After leaving his native Iran for Denmark 12 years ago, Iranian musician Siavash Shahani has since settled in the quaint coastal town of Alanya in Turkey's southern province of Antalya, where the musician says he feels like he is in heaven despite having only visited Turkey briefly on his journey to Denmark over a decade ago.
While making the journey from Iran to Denmark, Shahani spent three months in Turkey before travelling onward to Europe, settling for only six months in Denmark before returning to Istanbul where he performed Persian music and later Turkish music as well.
Nearly seven years ago, Shahani moved to Alanya where he found happiness and peace, composing music and providing music lessons in one of Antalya's most beautiful districts.
Shahani, who shared his epic journey from Iran to Alanya with an Anadolu Agency (AA) correspondent, said he first came to Turkey 12 years ago and first considered Turkey as a "transit country for passing through on his way to Europe."
Shahani released three studio albums while he was working at Iran's state TV. The Iranian native said, "Back then, it was very hard for me to perform my art. Most Iranians considered music illicit. However, such an oppressive approach towards my music is no longer the norm. There is even a music conservatory in Iran,"Shahani added.
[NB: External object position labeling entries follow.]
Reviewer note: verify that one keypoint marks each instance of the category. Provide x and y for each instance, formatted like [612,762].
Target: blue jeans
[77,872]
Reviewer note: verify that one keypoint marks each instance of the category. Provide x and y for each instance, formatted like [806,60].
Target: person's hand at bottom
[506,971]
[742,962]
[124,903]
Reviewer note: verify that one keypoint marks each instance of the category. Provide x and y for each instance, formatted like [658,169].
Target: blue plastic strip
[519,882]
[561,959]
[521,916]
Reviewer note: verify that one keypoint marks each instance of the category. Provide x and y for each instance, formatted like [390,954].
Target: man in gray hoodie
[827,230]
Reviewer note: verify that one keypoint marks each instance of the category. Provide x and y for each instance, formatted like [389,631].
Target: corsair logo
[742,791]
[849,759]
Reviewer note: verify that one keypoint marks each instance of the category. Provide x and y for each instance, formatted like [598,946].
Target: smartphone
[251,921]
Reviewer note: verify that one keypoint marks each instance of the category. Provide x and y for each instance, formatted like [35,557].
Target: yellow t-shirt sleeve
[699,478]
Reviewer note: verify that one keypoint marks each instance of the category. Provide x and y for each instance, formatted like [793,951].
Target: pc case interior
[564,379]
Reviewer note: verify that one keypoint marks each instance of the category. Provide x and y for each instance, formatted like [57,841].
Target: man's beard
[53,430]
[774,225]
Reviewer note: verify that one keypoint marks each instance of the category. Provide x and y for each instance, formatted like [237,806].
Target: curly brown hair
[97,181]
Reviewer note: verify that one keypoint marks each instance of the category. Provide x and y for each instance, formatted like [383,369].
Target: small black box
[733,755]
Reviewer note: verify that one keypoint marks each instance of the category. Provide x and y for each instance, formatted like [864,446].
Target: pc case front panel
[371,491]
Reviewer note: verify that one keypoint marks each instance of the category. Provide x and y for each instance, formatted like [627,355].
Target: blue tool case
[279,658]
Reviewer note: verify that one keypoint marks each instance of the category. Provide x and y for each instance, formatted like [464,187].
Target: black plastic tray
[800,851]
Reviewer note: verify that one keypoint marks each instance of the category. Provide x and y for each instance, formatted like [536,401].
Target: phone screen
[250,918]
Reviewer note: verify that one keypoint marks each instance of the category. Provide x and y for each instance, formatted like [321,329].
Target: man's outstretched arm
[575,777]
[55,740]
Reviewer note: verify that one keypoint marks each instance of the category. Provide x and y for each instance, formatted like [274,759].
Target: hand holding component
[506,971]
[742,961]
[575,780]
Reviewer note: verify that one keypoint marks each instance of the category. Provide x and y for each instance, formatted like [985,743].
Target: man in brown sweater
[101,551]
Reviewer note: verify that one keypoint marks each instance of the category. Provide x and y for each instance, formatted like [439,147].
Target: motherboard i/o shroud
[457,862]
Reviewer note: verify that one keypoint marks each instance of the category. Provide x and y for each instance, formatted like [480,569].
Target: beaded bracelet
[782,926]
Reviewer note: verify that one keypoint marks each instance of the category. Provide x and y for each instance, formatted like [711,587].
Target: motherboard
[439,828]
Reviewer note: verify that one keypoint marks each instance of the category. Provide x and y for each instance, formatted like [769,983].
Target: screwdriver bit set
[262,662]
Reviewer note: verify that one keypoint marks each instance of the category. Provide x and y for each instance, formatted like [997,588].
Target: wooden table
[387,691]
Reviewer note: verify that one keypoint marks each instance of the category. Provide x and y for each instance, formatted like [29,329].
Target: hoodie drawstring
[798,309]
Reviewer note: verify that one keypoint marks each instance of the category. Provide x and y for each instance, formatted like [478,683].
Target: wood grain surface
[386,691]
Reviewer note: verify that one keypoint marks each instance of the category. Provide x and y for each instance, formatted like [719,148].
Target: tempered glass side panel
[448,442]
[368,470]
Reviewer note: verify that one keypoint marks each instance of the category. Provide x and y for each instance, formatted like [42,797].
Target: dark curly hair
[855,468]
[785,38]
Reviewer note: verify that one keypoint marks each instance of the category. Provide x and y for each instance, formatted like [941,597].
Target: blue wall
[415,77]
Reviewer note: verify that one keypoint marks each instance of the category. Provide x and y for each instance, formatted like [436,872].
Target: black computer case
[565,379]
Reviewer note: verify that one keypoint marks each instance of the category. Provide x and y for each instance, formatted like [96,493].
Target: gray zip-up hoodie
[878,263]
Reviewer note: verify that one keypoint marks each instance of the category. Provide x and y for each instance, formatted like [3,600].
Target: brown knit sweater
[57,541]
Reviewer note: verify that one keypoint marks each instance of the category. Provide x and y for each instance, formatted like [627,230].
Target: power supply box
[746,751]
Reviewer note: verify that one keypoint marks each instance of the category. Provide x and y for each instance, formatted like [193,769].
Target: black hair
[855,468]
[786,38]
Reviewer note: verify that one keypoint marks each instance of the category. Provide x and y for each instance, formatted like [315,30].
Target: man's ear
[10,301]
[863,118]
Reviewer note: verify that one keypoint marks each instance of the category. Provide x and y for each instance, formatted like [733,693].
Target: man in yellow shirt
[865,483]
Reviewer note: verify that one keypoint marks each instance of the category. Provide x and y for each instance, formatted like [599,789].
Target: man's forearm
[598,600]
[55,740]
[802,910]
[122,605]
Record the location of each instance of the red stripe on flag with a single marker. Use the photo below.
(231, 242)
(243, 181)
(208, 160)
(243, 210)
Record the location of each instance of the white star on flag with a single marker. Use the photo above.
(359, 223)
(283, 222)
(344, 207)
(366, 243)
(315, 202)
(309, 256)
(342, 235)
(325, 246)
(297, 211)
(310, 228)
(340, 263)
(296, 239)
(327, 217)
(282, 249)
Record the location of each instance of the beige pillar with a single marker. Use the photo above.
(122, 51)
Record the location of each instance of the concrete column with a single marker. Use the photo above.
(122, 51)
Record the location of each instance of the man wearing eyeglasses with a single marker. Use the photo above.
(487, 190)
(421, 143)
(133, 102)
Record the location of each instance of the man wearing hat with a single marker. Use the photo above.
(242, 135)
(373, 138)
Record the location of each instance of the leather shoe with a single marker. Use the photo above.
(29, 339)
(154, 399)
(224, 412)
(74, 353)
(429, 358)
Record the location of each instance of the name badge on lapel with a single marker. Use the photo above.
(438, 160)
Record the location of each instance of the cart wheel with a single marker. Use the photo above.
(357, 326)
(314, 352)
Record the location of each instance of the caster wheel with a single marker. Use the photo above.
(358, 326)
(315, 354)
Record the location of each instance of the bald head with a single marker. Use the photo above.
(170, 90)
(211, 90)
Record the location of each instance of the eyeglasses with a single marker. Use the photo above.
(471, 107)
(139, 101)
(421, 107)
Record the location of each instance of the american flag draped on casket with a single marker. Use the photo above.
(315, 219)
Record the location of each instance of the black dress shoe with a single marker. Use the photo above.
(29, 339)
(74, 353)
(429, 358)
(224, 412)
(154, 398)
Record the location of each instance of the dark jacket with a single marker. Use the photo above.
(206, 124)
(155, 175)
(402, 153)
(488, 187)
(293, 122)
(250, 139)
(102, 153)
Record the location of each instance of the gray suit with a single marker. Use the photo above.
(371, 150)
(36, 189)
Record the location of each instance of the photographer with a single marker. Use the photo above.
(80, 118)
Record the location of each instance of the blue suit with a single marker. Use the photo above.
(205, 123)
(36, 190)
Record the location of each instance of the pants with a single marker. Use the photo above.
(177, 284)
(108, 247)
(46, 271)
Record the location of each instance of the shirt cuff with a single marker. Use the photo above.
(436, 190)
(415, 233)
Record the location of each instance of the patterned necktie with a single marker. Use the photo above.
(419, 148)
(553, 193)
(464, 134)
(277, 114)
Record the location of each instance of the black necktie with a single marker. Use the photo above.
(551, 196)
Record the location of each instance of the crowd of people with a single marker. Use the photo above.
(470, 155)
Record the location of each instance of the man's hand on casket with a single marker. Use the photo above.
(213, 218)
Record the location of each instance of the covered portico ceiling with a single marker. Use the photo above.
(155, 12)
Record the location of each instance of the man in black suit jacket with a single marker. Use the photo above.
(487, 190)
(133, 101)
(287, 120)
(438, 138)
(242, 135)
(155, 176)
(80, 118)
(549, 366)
He said he wants to benefit from every opportunity that Turkey has to offer his, adding that he feels like he lives in heaven in Alanya.
Shahani said he finds Turkish music and its maqams to be quite similar to Iranian music, asserting that he has released two studio albums in Turkish while explaining that his songs usually focus on the central theme of peace, adding: "I prefer music which sings about a world devoid of guns and war."
Shahani said he does not have any plans to return to Iran and considers himself "half Turkish."
Shahani said despite the negative comments directed at Turkey from observers abroad, he considers Turkey to be unlike "Any other nation in the world and a country which loves to host foreign nationals more than the Turks themselves. When I settled here, I understood that there is no way the Turks could be considered a racist people because they love foreigners. As a foreigner I never fear the possibility of being without a job as a performer because I know that the Turkish people will do everything they can to book me a performance despite the competition."